Il fatto che si consumi più di quel che si produce, da noi si è tradotto in debito pubblico ed eccessiva ricchezza privata. Berlusconi aveva sottolineato che non ci sono segnali di crisi perché gli italiani viaggiano, vanno in vacanza e vanno al ristorante. Il problema è che questo avviene mentre c’è un debito pubblico che se non viene frenato porrà non pochi problemi, tanto per fare un esempio, a pagare le pensioni degli italiani. Quello che occorre, quindi, è fare in modo che parte degli italiani sia meno ricca e lo Stato lo sia un po’ di più. Questo si ottiene facendo pagare più tasse (soprattutto a chi le evade), senza dimenticare l’equità sociale. In ultima analisi, però, la situazione, come ho detto all’inizio, è determinata da forze che vanno al di là di noi.

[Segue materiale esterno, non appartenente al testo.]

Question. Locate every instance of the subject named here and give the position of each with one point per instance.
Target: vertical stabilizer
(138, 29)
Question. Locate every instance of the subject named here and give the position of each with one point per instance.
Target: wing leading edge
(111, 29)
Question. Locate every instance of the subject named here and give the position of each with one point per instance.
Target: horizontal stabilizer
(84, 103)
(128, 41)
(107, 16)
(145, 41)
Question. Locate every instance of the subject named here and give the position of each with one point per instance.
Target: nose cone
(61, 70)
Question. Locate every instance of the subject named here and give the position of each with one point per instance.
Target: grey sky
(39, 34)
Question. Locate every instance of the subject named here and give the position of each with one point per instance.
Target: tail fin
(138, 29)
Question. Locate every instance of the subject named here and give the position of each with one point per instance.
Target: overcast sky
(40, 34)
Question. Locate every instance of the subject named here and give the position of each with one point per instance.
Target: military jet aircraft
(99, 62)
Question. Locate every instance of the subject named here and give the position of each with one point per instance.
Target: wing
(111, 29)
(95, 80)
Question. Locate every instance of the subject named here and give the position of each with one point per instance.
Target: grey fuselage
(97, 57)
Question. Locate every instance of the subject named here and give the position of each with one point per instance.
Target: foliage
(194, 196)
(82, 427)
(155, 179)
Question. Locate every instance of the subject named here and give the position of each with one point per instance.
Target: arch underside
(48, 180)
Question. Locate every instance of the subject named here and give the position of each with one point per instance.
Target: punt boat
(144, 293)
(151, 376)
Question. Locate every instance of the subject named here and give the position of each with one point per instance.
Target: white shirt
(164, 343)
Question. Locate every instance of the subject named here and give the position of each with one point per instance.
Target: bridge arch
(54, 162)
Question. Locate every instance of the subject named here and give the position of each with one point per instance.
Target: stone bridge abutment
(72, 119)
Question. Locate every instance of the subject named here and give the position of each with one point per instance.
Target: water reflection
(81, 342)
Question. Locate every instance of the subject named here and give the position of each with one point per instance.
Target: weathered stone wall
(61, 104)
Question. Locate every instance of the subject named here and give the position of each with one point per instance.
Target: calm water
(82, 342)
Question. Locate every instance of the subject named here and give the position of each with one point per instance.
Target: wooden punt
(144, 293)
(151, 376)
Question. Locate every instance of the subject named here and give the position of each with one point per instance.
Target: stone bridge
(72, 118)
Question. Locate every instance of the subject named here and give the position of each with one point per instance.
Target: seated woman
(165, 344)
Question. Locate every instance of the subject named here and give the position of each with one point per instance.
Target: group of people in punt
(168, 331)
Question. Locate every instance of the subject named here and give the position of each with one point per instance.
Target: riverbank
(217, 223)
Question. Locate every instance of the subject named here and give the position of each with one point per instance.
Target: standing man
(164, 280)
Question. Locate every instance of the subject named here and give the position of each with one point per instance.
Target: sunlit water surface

Da questo punto di vista non si potrebbe trovare una soluzione unitaria europea?
Purtroppo ci troviamo in una situazione non facile. Se Francia e Germania non andassero al voto tra pochi mesi, forse ci sarebbe un colpo di reni, una capacità di risposta migliore. Invece, a Parigi c’è chi pensa a difendere la tripla A, ovvero le residue possibilità di restare all’Eliseo, mentre a Berlino regna la schizofrenia. Per esempio, nella stessa giornata si fanno grandi dichiarazioni di europeismo, ma poi si vota una risoluzione per chiedere che un Paese possa uscire dall’euro pur rimanendo nell’Ue. I tedeschi sanno bene che senza l’Europa la loro economia si ferma, però cercano di non pagare il conto salato di tenere in piedi l’euro, ma solo per motivi puramente elettorali.
L’Italia per quanto può reggere questi livelli di spread?

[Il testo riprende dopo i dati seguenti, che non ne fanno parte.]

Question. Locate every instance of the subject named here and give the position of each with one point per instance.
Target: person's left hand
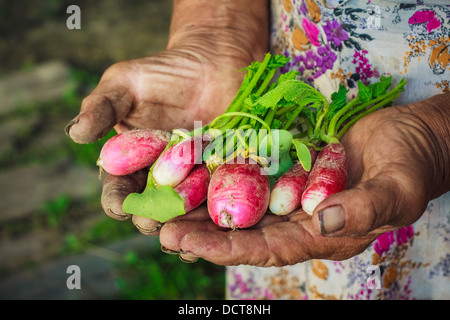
(392, 176)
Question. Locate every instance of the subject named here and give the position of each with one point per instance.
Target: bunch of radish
(274, 150)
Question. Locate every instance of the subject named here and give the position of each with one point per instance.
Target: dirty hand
(169, 90)
(397, 161)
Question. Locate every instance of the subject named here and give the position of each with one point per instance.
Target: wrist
(434, 117)
(238, 28)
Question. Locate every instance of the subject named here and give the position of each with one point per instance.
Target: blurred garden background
(51, 215)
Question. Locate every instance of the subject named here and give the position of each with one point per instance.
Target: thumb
(373, 206)
(105, 107)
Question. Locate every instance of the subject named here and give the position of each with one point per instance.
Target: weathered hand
(396, 163)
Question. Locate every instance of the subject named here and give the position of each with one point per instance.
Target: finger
(270, 245)
(105, 107)
(117, 188)
(374, 206)
(175, 229)
(146, 226)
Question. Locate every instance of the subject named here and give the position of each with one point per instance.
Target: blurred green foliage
(155, 275)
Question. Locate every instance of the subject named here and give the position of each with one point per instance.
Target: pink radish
(328, 176)
(131, 151)
(286, 194)
(194, 189)
(238, 195)
(177, 161)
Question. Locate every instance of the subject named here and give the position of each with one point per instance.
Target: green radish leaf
(364, 92)
(379, 88)
(160, 204)
(291, 90)
(280, 159)
(303, 154)
(338, 100)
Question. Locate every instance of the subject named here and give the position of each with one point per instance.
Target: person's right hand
(171, 89)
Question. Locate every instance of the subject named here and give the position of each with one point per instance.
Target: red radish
(328, 176)
(131, 151)
(238, 195)
(287, 192)
(194, 189)
(177, 161)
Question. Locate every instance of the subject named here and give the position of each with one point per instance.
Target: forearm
(239, 27)
(434, 114)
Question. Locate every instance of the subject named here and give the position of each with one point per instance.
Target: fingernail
(69, 125)
(332, 219)
(169, 251)
(188, 258)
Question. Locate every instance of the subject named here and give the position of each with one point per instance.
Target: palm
(172, 90)
(284, 240)
(169, 90)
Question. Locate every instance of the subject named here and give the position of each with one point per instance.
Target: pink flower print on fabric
(335, 32)
(428, 16)
(401, 236)
(311, 31)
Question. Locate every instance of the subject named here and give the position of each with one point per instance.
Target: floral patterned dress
(332, 42)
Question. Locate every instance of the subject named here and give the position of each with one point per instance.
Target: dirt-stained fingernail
(332, 219)
(188, 258)
(169, 251)
(70, 124)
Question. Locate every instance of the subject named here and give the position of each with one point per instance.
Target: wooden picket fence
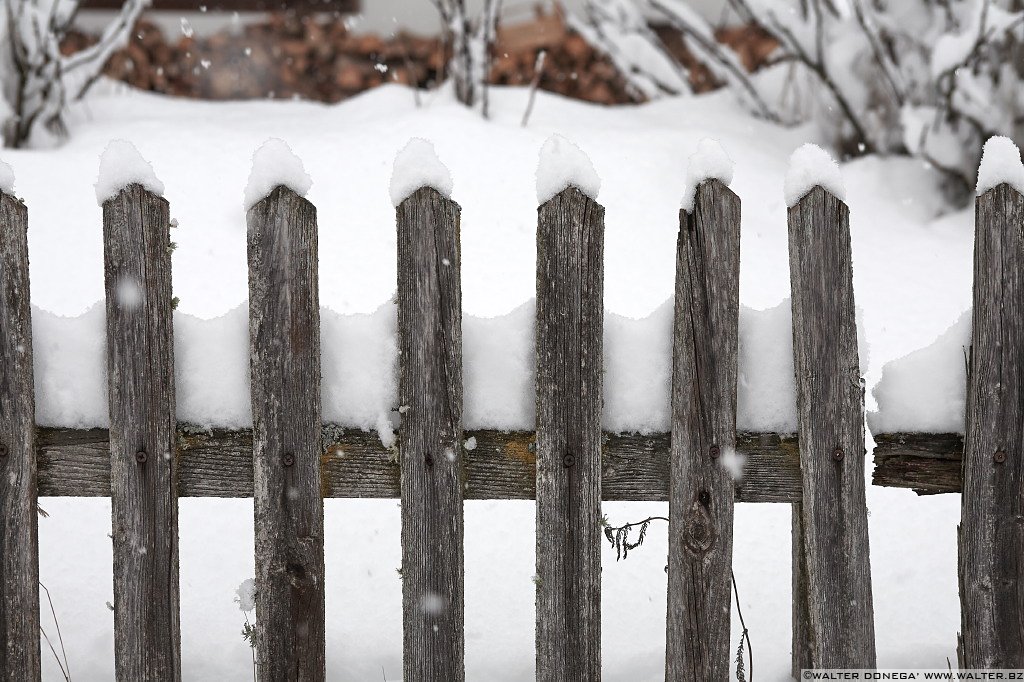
(289, 462)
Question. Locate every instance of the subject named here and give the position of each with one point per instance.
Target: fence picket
(18, 519)
(285, 363)
(829, 405)
(704, 430)
(990, 542)
(569, 366)
(143, 461)
(430, 437)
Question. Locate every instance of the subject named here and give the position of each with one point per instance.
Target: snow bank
(766, 397)
(121, 165)
(810, 166)
(1000, 162)
(925, 391)
(6, 179)
(359, 370)
(273, 165)
(417, 166)
(710, 162)
(561, 165)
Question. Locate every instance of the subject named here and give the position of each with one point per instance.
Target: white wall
(378, 15)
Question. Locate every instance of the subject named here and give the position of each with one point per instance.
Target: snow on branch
(619, 29)
(563, 165)
(37, 81)
(121, 165)
(1000, 163)
(275, 165)
(417, 166)
(721, 60)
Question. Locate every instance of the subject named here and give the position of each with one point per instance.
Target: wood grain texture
(706, 337)
(830, 417)
(926, 463)
(285, 369)
(991, 542)
(430, 437)
(569, 374)
(18, 520)
(143, 466)
(801, 651)
(503, 466)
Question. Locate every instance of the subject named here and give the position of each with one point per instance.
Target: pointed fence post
(990, 539)
(18, 518)
(430, 437)
(285, 365)
(830, 418)
(704, 431)
(143, 461)
(569, 366)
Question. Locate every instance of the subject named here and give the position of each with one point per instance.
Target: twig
(538, 73)
(617, 536)
(252, 648)
(742, 624)
(66, 668)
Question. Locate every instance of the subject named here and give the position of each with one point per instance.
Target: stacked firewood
(317, 57)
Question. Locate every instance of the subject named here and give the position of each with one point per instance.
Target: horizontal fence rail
(502, 466)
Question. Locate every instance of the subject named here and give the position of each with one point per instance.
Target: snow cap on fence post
(274, 165)
(810, 167)
(710, 162)
(417, 166)
(562, 165)
(6, 179)
(121, 165)
(1000, 162)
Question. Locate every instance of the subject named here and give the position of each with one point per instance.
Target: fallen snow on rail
(417, 166)
(121, 165)
(273, 165)
(810, 166)
(925, 391)
(710, 162)
(6, 178)
(1000, 162)
(359, 366)
(562, 165)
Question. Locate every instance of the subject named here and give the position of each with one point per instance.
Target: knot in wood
(698, 537)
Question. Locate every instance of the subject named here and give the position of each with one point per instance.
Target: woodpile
(315, 56)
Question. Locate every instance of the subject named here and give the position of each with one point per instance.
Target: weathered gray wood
(829, 406)
(569, 369)
(430, 437)
(285, 369)
(706, 339)
(140, 385)
(219, 464)
(990, 540)
(927, 463)
(18, 520)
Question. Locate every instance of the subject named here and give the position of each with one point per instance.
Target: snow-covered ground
(911, 276)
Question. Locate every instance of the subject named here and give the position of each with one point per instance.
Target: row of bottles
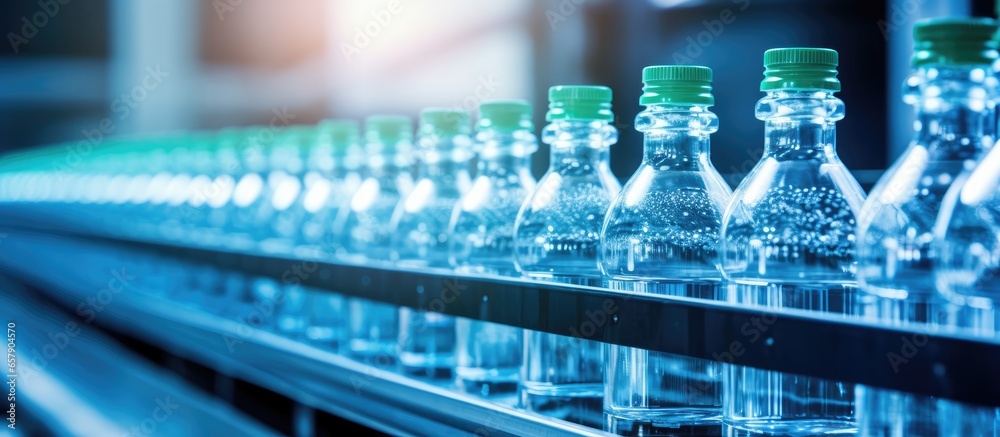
(797, 233)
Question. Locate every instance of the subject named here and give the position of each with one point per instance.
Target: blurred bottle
(967, 239)
(661, 236)
(954, 90)
(967, 273)
(420, 234)
(788, 241)
(226, 165)
(251, 210)
(202, 169)
(420, 220)
(364, 226)
(488, 357)
(153, 196)
(334, 174)
(287, 185)
(556, 237)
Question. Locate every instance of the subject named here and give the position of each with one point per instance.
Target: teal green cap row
(388, 128)
(579, 102)
(505, 115)
(339, 133)
(954, 41)
(444, 122)
(676, 85)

Da questo punto di vista, il test più importante riguarda l’anno prossimo, quando ci saranno 300-400 miliardi di euro di titoli di stato in scadenza da rinnovare e non si potrà fare troppo affidamento sulle famiglie, perché queste saranno chiamate anche a sostenere la liquidità delle banche, attraverso 250 miliardi di obbligazioni in scadenza. Se i prestatori internazionali, come stanno facendo in questi giorni, diranno no all’Italia, non ci restano molte alternative: o si mettono in vendita i gioielli dello Stato o si decide di prendere in considerazione l’uscita dall’euro, che porterebbe con sé un impoverimento pazzesco, oppure ci si mette sotto la tutela del Fondo monetario internazionale. In questo ultimo caso, è inutile nasconderlo, altro che manovre lacrime e sangue: si parla di condizioni durissime, da fame, per una parte della popolazione. C’è, in ogni caso, una speranza per evitare tutto questo.
Quale?
È che grazie a una grande operazione fiscale e stringendo la cinghia si possa far fronte alle nostre obbligazioni e alle nostre esigenze per il tempo che sarà necessario: un periodo che potrebbe durare alcuni mesi. Una volta superata questa fase, una volta convinti i mercati che comunque non cadremo, una volta soprattutto che gli altri paesi europei (in primis la Germania) avranno risolto i loro problemi politici, ci saranno maggiori possibilità di guarire da questa “malattia comune”.